Embedded versus Separate Schemas

Issue

You have a set of data validation requirements for your system. You have decided to implement the requirements using a combination of a grammar-based schema language (e.g. Relax NG or XML Schema) plus Schematron. Which approach should you take:

  1. Should you keep the Schematron schema and grammar schema separate, or
  2. Should you embed the Schematron schema within the grammar schema, or
  3. Should you embed the grammar schema within the Schematron schema, or
  4. Should you divide up the data validation requirements by topic and have a schema document for each topic (thus each document may contain a grammar schema or a Schematron schema or both).

Example

Suppose this XML instance document is representative of the type of data that your system exchanges:

        <?xml version="1.0"?>
        <Document classification="secret">
              <Para classification="unclassified">
                   One if by land; two if by sea.
              </Para>
        </Document>
    

And suppose the system's data requirements are:

  1. The <Para> classification value cannot be more sensitive than the <Document> classification value (top-secret is more sensitive than secret, which is more sensitive than confidential, which is more sensitive than unclassified).
  2. The <Document> element must have a classification attribute, whose value is either top-secret, secret, confidential, or unclassified.
  3. The <Para> element must have a classification attribute, whose value is either top-secret, secret, confidential, or unclassified.

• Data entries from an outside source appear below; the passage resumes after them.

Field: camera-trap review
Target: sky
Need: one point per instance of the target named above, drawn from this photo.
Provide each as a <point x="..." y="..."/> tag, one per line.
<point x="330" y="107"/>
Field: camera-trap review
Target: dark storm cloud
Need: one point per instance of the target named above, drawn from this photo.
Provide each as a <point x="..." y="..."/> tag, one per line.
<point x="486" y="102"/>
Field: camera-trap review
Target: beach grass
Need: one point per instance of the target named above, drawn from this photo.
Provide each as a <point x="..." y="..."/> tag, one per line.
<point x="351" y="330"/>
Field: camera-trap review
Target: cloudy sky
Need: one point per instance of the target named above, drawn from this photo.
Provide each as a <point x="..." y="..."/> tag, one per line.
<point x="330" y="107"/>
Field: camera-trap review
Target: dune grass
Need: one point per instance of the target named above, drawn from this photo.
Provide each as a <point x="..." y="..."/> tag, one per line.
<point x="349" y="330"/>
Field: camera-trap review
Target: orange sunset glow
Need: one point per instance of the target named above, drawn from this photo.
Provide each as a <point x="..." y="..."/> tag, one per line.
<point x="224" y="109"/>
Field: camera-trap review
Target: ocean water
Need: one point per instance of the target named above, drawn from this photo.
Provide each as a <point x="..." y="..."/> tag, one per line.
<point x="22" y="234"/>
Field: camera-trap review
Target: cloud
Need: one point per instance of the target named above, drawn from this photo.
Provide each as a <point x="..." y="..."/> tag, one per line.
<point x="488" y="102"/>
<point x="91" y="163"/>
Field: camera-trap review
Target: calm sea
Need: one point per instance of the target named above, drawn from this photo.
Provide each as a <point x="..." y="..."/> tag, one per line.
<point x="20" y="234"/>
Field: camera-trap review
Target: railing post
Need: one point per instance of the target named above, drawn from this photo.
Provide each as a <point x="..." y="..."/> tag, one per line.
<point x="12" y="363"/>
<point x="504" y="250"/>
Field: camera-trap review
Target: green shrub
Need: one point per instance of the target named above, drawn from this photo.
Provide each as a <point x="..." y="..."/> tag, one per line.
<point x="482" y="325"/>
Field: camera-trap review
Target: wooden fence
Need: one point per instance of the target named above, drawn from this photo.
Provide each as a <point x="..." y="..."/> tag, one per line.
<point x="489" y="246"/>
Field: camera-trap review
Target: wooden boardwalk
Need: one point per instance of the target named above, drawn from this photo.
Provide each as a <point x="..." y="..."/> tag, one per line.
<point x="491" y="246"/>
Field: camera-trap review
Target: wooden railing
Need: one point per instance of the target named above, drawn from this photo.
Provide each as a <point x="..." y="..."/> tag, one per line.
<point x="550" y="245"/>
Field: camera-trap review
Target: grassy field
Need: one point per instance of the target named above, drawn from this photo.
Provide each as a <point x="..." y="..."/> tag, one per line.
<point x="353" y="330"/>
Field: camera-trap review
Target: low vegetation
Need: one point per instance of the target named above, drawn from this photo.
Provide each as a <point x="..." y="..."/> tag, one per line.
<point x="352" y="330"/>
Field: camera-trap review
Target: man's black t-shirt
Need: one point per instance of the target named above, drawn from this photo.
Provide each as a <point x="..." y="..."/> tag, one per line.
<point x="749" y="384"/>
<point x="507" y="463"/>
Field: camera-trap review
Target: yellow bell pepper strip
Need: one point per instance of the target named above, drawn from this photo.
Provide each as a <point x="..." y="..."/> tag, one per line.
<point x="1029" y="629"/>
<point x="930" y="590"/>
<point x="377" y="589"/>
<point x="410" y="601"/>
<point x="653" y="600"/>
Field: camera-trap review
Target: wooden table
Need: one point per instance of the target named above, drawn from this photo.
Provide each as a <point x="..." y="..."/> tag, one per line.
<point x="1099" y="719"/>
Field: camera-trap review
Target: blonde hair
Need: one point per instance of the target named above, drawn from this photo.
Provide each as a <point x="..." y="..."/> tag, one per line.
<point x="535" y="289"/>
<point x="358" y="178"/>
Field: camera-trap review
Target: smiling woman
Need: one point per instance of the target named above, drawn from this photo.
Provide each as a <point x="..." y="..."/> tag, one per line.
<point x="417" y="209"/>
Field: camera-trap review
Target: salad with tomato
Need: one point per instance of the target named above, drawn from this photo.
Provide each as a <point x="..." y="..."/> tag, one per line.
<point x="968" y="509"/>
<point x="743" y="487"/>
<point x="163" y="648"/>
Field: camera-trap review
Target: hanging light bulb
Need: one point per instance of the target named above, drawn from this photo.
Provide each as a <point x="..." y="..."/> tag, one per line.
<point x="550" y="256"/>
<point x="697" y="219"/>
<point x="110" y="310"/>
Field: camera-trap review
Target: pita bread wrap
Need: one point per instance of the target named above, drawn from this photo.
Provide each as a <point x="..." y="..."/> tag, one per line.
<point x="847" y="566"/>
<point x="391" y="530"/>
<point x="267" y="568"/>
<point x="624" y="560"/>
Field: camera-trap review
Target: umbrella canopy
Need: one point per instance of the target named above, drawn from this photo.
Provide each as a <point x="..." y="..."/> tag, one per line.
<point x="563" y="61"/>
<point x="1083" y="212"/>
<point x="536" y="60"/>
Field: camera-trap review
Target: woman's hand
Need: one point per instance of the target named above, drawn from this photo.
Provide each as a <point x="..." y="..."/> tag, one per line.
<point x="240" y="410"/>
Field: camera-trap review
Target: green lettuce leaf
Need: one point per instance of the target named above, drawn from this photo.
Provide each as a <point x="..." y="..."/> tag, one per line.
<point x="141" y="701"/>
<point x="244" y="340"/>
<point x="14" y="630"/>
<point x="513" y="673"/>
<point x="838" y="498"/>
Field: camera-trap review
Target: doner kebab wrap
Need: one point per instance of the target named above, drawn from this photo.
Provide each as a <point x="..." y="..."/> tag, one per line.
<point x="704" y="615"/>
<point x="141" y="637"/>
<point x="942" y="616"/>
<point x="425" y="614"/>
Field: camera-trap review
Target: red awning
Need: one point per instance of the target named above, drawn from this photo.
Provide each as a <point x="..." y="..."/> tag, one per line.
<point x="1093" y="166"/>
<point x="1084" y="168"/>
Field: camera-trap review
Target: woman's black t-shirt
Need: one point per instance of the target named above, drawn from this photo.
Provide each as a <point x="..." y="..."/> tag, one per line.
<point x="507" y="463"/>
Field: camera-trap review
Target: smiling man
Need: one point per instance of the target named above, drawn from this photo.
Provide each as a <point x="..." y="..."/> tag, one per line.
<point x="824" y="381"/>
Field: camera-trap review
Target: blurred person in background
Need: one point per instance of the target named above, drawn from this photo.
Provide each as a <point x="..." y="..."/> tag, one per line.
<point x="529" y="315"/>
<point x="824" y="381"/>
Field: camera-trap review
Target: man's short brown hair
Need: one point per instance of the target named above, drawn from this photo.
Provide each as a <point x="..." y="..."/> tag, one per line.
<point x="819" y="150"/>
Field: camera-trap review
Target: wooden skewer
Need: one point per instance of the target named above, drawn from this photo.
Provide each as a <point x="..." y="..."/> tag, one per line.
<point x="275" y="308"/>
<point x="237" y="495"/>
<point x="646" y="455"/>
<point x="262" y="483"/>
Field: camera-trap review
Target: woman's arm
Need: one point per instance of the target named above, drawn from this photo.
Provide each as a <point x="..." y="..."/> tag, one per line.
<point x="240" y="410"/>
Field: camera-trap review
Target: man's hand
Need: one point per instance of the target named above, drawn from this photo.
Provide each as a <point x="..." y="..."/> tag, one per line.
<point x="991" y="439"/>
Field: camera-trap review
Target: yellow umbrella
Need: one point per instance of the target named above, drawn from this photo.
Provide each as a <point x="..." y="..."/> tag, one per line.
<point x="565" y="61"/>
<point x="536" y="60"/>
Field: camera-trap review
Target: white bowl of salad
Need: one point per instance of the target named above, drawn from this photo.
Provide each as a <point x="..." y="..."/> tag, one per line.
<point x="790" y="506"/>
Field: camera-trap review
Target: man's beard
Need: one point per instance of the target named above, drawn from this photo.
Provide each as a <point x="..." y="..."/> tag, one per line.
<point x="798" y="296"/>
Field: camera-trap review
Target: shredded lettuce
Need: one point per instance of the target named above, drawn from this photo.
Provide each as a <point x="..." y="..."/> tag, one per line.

The first requirement will be implemented using Schematron. The next two requirements will be implemented using a grammmar-based schema, say, XML Schemas.

There are four alternatives (the actual implementations are shown at the bottom of this document):

  1. Create two documents: one document for the Schematron implementation, and a second document for the XML Schema implementation.
  2. Create one document: the Schematron patterns, rules, and assertions are embedded within <appinfo> elements in the XML Schema.
  3. Create one document: the XML Schema declarations and definitions are embedded within the Schematron patterns, rules, and assertions.
  4. Create a document per topic: in the example the validation requirements may be categorized along two topics: (a) Security Classification Data Requirement, and (b) Classification Values Data Requirement. Thus, create two documents. Each document contains the XML Schema declarations/definitions and Schematron patterns/rules/assertions that are needed to implement a topic.

The following sections discuss the advantages and disadvantages of each alternative.

  1. Advantages/Disadvantages of Separate Schematron and Grammar Schemas

    Advantages

    A. The particular grammar language currently being used can be easily replaced. Thus, if XML Schema is currently being used, at a later date you can easily replace it with Relax NG without impacting the Schematron schema.

    B. Data validation can be done in stages, in a pipeline fashion. It might be desirable for your system to implement the data validation requirements in stages, e.g. first do grammar checking, then do co-constraint checking (using Schematron), then do data cardinality checking (using Schematron), then do algorithmic checking (using Schematron).

    Example: A real-world example of the need for data validation in stages: consider XML Schema validation of an XML instance document that accidently specifies the wrong namespace; a lax validator will report a false positive even though the XML instance document may be incorrect; to avoid this, prior to XML Schema validation perform a validation which checks the namespace.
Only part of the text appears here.